On Sun, 30 May 2010 22:01:12 +0200
"Joshua C." <joshuacov(a)googlemail.com> wrote:
I expected this but without seeing the failed logs one can only guess.
Sorry, perhaps a 'state' file or something would be good to have.
> Out of curiosity, what do you use them for, and which spins? :)
I'm interested in the kde spin. I know that the "latest" kde code
reaches this spin not that fast but the main reason for using the
nightly composes is the ati/xserver stack. The maintainers have done a
great job in improving this video driver but it's still away from its
win**** counter part. The only way to test this and/or apply the
latest mesa patches is to have the latest rawhide code. The versions
that go with the serial distributions are outdated.
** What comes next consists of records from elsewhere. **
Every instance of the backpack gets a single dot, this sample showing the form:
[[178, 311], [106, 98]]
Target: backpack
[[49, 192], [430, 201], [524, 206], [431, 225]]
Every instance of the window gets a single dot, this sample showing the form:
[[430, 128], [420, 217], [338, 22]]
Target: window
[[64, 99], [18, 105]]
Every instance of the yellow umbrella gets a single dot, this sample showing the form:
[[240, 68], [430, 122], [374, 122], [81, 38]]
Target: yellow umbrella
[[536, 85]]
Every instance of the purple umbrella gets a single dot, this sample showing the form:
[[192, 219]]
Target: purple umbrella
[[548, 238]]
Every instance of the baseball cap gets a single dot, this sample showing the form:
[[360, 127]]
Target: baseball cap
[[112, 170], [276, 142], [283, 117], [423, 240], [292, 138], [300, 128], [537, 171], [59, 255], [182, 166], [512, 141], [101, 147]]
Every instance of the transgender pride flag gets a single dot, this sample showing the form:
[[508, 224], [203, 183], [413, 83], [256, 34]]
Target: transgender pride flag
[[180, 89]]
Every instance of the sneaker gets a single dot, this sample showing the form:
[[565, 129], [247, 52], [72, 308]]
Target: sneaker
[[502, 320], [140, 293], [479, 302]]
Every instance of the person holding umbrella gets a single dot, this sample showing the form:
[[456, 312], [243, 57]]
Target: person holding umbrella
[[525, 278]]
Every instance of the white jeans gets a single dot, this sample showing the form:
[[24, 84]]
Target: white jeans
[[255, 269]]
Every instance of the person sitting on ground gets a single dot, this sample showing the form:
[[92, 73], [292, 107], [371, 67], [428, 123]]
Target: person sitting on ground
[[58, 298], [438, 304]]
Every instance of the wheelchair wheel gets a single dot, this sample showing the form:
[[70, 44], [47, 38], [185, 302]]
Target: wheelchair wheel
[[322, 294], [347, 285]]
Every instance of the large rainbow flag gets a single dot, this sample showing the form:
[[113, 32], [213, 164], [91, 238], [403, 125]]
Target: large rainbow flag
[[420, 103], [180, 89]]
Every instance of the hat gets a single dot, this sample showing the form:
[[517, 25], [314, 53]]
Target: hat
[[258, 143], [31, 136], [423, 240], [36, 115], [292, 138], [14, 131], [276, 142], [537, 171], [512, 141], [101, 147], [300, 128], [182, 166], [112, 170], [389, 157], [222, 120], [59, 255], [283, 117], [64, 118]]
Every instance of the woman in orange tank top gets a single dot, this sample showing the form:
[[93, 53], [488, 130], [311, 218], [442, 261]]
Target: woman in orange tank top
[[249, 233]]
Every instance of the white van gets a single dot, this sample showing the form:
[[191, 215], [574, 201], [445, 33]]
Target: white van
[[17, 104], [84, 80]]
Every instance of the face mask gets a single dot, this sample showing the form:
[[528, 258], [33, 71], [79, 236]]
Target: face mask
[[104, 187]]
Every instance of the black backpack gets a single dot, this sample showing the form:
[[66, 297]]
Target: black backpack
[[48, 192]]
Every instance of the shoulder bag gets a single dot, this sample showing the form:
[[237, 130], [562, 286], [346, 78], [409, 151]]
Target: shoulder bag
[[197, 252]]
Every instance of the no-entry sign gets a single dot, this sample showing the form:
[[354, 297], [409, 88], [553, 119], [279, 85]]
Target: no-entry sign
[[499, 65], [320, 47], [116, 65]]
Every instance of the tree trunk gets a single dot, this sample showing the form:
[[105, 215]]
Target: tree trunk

I am syncing over the new images now. Most everything composed
yesterday. ;)
Here's a suggestion:
I know that those builds are based on the build tags e.g. dist-f14
etc. Sometimes some builds are made without being tagged and therefore
cannot be caught by the build script. (the kernel package in
particular). Is it possible to have a "rawhide" spin e.g. a spin that
has the "very latest" packages build in rawhide _not_ based on tags?
This will mean that if a package is in koji the script will take it
without looking if it is tagged as update-testing or dist-XX. This is
what I mean with the "very latest" packages. That will be a reall
rawhide spin.
You are welcome to do so... there is a koji static repo that has the
contents of everything built currently in the tag. I don't think I want
to switch the nightlys to that, because one of the reasons for them is
for maintainers to see what packages are currently composed and would
be in a final spin if it happend then, and also with rawhide, all the
packages built push out the next day, so a 1 day change isn't that
worthwhile.
Anyhow, enjoy the composes. I hope they are helpfull.